As I mentioned in my last post I'm working on a data-processing pipeline, and have spent the last couple days investigating why the performance (records/second) of a particular pipeline stage drops off like it does.

The software we're working on analyzes bibliographic records and creates a representative sample. Our users create mappings between one XML schema and another. They have to go through much fewer iterations if they've got a good sample to work with. And iterations are much shorter if they can test their mapping against a sample that's <500 records, rather than 16+ million records.

The oddly performing pipeline stage normalizes XML entities by replacing them with a numeric reference to their Unicode equivalent. Yeah, the DTD should do that... but it doesn't help when the data provider escapes the entities. Or when their DTD replaces the entity... with the entity... argh.

The graph below shows the records/second performance of three stages of a pipeline (y-axis). The x-axis is time. The yellow nodes are each file's entity-replacement performance. The blue nodes are the files getting split into 5000-record chunks and inserted into a Marklogic database. The pink nodes are each 5000-record chunk being analyzed. The first 500 or so files all have 30,000 records; the rest of the files are daily updates that vary in size -- that's why the tail end of each gets a little kooky.The initial steep drop-off for the first few files was understandable. It's one of the first stages of the pipeline, and the threads doing entity-replacement don't have to compete for I/O with other pipeline stages until the following stages have entity-replaced-output to work on. But the continued decline made me worry that there was a problem in the code.

Reviewed the code. Each file is getting processed by its own thread. Each thread should create SAX handling objects that aren't shared between threads. No static fields or other stuff to interact between threads...

But! I notice that the SAX handler uses a StringBuffer to accumulate a records-worth of text as it replaces entities. When endElement is reached it calls sbuf.setLength(0), which my fancy new book learnin' suggested could cause memory/performance problems.

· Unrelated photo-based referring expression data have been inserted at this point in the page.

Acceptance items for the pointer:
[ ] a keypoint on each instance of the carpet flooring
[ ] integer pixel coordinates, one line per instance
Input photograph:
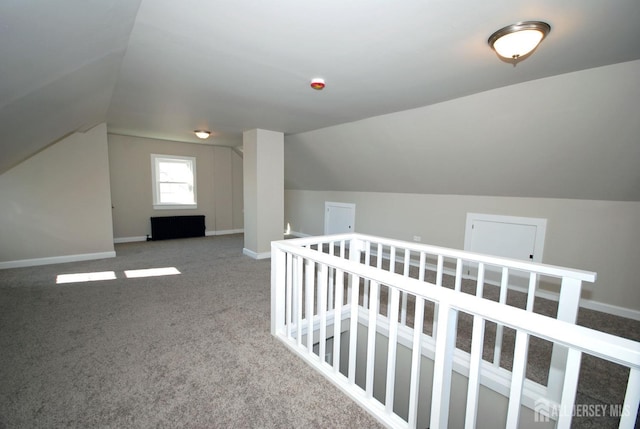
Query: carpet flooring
(191, 350)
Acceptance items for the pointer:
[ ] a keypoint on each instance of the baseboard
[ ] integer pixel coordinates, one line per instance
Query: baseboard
(224, 232)
(56, 260)
(129, 239)
(254, 255)
(207, 233)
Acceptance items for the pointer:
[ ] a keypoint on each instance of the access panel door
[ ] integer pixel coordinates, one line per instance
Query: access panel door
(339, 218)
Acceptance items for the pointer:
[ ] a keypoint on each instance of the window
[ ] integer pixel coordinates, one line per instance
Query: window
(174, 182)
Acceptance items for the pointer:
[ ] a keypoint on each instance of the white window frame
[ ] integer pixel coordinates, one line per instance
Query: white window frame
(155, 182)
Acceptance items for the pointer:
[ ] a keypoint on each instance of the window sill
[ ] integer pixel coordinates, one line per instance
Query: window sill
(175, 206)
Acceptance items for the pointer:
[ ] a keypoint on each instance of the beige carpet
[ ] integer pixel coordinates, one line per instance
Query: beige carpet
(190, 350)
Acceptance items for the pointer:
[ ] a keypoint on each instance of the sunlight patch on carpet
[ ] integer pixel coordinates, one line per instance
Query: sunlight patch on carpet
(85, 277)
(152, 272)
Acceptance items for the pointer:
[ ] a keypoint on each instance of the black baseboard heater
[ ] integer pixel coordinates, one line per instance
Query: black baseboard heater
(167, 227)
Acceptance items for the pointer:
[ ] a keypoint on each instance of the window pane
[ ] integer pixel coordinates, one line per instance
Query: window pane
(179, 171)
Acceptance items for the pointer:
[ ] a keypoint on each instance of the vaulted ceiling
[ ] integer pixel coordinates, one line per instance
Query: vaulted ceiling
(163, 68)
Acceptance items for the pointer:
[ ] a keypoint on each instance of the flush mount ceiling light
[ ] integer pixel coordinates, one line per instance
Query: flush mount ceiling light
(202, 134)
(317, 83)
(514, 42)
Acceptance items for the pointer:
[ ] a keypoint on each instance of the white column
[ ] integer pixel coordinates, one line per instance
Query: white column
(263, 177)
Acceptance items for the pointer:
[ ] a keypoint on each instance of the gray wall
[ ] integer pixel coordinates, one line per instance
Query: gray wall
(57, 203)
(219, 184)
(417, 172)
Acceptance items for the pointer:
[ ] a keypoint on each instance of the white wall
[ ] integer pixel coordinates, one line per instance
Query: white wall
(601, 236)
(56, 205)
(218, 185)
(263, 191)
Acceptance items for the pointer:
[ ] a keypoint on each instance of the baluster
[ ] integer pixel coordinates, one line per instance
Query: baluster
(309, 291)
(367, 261)
(278, 288)
(480, 282)
(475, 360)
(517, 378)
(353, 329)
(570, 387)
(531, 295)
(631, 400)
(371, 340)
(407, 260)
(322, 305)
(393, 345)
(416, 357)
(439, 270)
(331, 272)
(392, 269)
(423, 266)
(289, 293)
(443, 365)
(504, 286)
(337, 320)
(299, 295)
(458, 283)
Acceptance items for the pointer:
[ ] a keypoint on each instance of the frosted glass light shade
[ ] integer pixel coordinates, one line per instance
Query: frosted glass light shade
(519, 39)
(201, 134)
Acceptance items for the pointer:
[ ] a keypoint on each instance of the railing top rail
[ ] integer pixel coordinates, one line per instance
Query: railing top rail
(606, 346)
(515, 264)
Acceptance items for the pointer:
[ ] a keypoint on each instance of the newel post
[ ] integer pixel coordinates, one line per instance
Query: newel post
(278, 289)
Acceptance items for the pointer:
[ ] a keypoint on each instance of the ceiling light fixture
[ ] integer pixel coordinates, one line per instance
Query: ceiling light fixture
(317, 83)
(202, 134)
(516, 41)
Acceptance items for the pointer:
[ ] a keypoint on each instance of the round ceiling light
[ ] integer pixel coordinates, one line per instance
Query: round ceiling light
(317, 84)
(518, 40)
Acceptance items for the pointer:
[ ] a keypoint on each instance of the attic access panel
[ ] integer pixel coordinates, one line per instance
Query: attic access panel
(505, 236)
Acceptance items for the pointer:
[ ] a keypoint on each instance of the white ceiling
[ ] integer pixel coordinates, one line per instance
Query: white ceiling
(162, 68)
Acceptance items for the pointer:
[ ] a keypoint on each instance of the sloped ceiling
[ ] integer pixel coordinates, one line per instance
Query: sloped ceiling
(162, 68)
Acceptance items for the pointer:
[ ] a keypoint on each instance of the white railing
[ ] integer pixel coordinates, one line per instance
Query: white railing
(318, 294)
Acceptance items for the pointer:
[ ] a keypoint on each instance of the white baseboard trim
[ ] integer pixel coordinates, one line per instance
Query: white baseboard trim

And I set off on my non-adventure....
There are four series on the graph above.
  1. Dark blue is the original run.
  2. Pink is the result of replacing sbuf.setLength(0) with sbuf = new StringBuffer(). No fabulous improvement. Stupid book learnin'.
  3. I decide that 'new StringBuffer()' meant that memory is getting re-allocated from initial the default StringBuffer size, which isn't as efficient as it could be. Yellow is the result replacing sbuf = new StringBuffer(INIT_LENGTH). INIT_LENGTH is a couple thousand bytes. Still no major improvement.
  4. Re-review the code. Realize that the FileInputStream/FileOutputStream objects aren't wrapped with BufferedInputStream/BufferedOutputStream. The light blue nodes are the result of changing that... Still no major improvement. I assume this was because these input files are in Zip files, and output to GZIP files -- so were already buffered (I did increase their buffer sizes along with adding the buffering to the uncompressed-file handling).
Then I remember the comment from Co-Worker #1 when I showed the graph to her before I began my journey to nowhere: "Maybe its just file-size"

I fiddle with my statistics exporting code to include the file-size in the exported spreadsheet.
*@&#$*&!

And the KB/second graph looks like:Moral of the story: Get the most complete picture of a performance problem you can, and don't be swayed by the kooky little performance trivia you read.